1. BAIMANN reserves all proprietary rights and copyrights to and in any and all documents provided to the buyer, including but not limited to cost estimates, drawings, and technical documentation. Such documents may not be made available to any third parties without BAIMANN’s prior written consent.
2. BAIMANN at its sole expense, shall: (i) defend any legal proceeding brought by a third party against buyer to the extent that the proceeding includes a claim that any BAIMANN product as furnished by BAIMANN directly infringes the claimant’s patent, copyright, trademark, or trade secret; and (ii) hold buyer harmless against damages and costs awarded by the final judgment in such proceeding to the extent directly and solely attributable to such infringement.
3. BAIMANN shall have no obligation or liability to buyer under subsection 2 of this section XI, (a) if BAIMANN is not: (i) promptly notified in writing of any such claim; (ii) given the sole right to control and direct the investigation, preparation, defense and settlement of such claim, including the selection of counsel; and (iii) given full reasonable assistance and cooperation by buyer in such investigation, preparation, settlement and defense; (b) if the claim is made after a period of three (3) years from the date of delivery of the BAIMANN product.
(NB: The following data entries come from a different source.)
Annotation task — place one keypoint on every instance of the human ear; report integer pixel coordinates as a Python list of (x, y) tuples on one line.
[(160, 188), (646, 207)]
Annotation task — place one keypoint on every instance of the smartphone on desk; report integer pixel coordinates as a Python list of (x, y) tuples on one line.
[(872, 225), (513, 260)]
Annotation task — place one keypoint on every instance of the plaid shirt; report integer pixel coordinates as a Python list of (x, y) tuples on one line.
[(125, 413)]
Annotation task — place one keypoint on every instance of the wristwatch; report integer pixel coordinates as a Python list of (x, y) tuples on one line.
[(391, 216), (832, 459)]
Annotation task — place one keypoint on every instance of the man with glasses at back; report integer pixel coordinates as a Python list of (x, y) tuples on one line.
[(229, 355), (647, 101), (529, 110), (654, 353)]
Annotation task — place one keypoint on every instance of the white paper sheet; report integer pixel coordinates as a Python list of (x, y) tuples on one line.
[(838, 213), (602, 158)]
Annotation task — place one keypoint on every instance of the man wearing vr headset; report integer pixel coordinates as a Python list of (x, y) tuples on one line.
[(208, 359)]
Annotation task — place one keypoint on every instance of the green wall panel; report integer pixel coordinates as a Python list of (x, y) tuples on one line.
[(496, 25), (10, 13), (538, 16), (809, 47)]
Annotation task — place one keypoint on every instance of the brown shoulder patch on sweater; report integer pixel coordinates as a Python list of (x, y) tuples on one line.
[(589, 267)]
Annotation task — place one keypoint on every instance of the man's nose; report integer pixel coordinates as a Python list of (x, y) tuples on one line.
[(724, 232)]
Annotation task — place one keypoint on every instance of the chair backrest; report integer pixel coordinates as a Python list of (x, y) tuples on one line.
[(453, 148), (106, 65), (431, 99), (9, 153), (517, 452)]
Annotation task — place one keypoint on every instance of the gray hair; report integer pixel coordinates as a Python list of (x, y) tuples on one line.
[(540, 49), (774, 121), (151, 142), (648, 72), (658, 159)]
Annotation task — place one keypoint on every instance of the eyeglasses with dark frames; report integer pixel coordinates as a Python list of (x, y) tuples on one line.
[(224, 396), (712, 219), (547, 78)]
4. If any BAIMANN product is, or in BAIMANN’s opinion is likely to become the subject of a claim of infringement as referred to under this section XI (2) above, BAIMANN shall have the right, without obligation and at its sole option, to: (i) procure for buyer the right to continue to use or sell the product, (ii) provide a replacement product, or (iii) modify the product in such a way as to make the modified product non-infringing; or (iv) terminate any transaction to the extent related to such BAIMANN product.
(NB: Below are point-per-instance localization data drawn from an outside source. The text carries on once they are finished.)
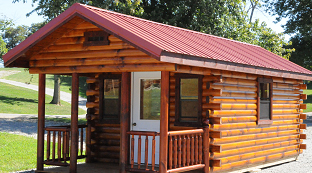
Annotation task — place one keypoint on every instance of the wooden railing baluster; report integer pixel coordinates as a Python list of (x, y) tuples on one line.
[(60, 145), (187, 148), (175, 157), (192, 149), (81, 141), (170, 152), (200, 148), (196, 149), (188, 152), (153, 153), (146, 152), (184, 150), (132, 151), (53, 149), (65, 146), (139, 151), (48, 145), (180, 151)]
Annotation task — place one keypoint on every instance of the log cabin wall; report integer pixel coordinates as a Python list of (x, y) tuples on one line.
[(70, 53), (236, 140), (105, 137)]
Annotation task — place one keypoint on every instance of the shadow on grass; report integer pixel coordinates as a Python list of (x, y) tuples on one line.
[(66, 81), (16, 100)]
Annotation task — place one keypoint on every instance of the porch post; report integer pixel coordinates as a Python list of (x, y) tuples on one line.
[(164, 112), (74, 123), (41, 117), (124, 120)]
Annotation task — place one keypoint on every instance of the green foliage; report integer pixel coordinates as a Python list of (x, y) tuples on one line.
[(17, 152), (261, 35), (299, 23), (17, 100), (3, 49), (3, 24), (225, 18), (33, 79), (308, 101)]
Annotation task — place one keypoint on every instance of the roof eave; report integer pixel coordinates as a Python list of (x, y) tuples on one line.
[(81, 11), (189, 60), (22, 48)]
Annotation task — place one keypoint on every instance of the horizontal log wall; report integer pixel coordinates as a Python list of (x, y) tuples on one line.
[(105, 138), (230, 102), (237, 140), (69, 54)]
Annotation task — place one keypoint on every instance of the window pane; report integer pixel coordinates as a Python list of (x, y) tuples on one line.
[(150, 99), (111, 99), (189, 100), (265, 101), (264, 91)]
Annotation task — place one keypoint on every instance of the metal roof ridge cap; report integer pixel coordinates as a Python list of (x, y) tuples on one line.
[(165, 53), (100, 23), (288, 61), (176, 27), (38, 34)]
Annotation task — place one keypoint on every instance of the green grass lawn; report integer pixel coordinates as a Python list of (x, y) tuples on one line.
[(18, 153), (25, 77), (308, 91), (18, 100)]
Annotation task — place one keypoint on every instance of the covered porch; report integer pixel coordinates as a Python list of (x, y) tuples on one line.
[(182, 150)]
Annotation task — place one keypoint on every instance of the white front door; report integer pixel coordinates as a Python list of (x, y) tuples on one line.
[(146, 110)]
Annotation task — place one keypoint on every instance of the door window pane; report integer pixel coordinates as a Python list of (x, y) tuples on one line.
[(111, 99), (150, 99), (189, 99)]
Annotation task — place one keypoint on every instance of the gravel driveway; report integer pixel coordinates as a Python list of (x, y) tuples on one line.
[(28, 127)]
5. Subject to the exclusions and limitations set forth under section X above, the foregoing states BAIMANN’s entire liability and obligation to buyer and buyer’s sole remedy with respect to any actual or alleged infringement of an intellectual property right or any other proprietary right of any kind.
XII Applicable National and/or International Laws, Rules and Regulations
1. The buyer shall comply with all applicable national and/or international laws, rules and regulations concerning medical devices, including but not limited to the Medical Devices Directive and respective guidelines of the European Commission (MEDDEV).
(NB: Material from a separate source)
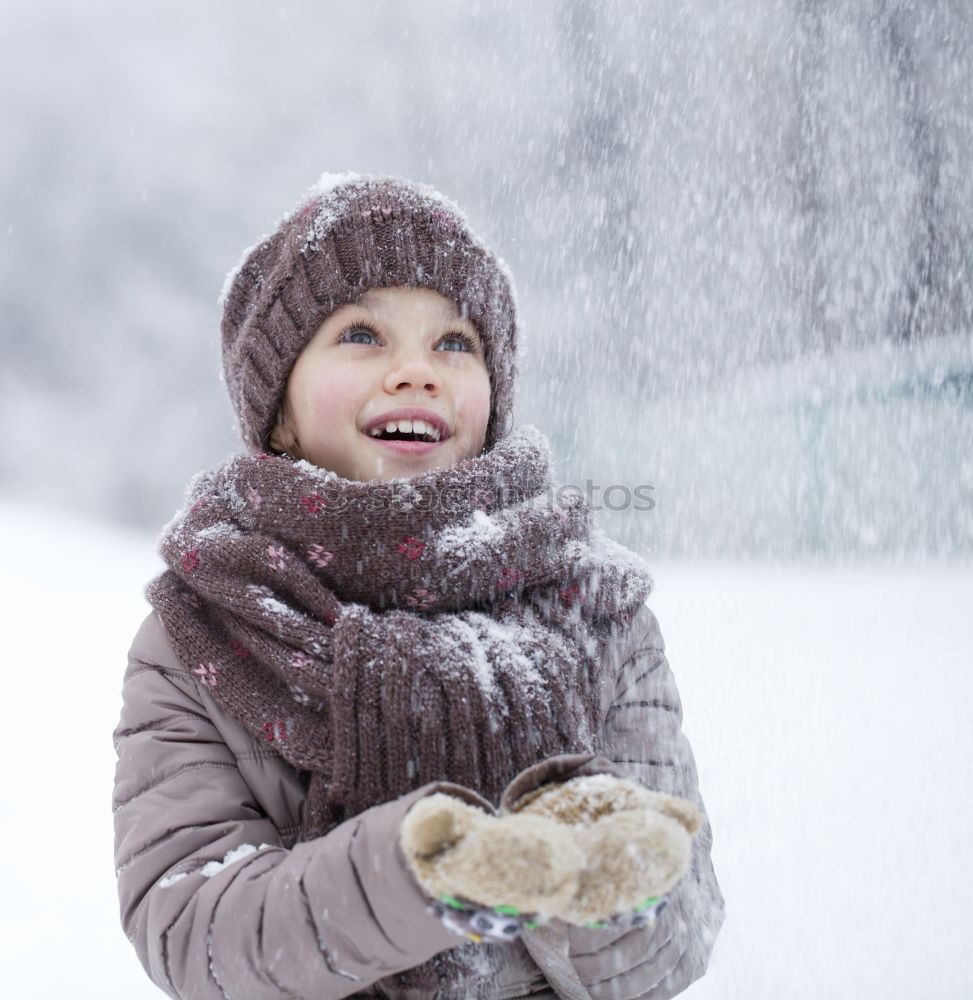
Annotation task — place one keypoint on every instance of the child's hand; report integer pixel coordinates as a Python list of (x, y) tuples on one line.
[(594, 851)]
2. Notwithstanding all other MEDDEV provisions, the buyer is obliged to inform BAIMANN immediately in case of an incident with one of the BAIMANN products or if it has indications that a BAIMANN product is not safe.
3. The buyer is obliged to guarantee traceability of the product at all times in case of a recall.
4. Installation and mounting of fixed installed products as well as maintenance and warranty services and the hand-over/instruction for use have to be conducted by a BAIMANN service engineer or a trained and thus certified partner of BAIMANN .
5. The buyer may not remove references to the capacity of BAIMANN as manufacturer or other references or instructions for use or serial numbers or distribute products without such references and instructions for use.
XIII Place of Performance, Place of Jurisdiction, and Governing Law
1. The place of performance for buyer’s obligation to make payments shall be Saalfeld, Germany.
2. Exclusive Place of jurisdiction for any dispute arising under, out of, in connection with or relating to this Agreement shall be Munich, Germany. BAIMANN shall also be entitled to file suit at the court competent for buyer’s registered office.
3. The law of the Federal Republic of Germany shall apply explicitly excluding the United Nations Convention on the International Sale of Goods (CISG).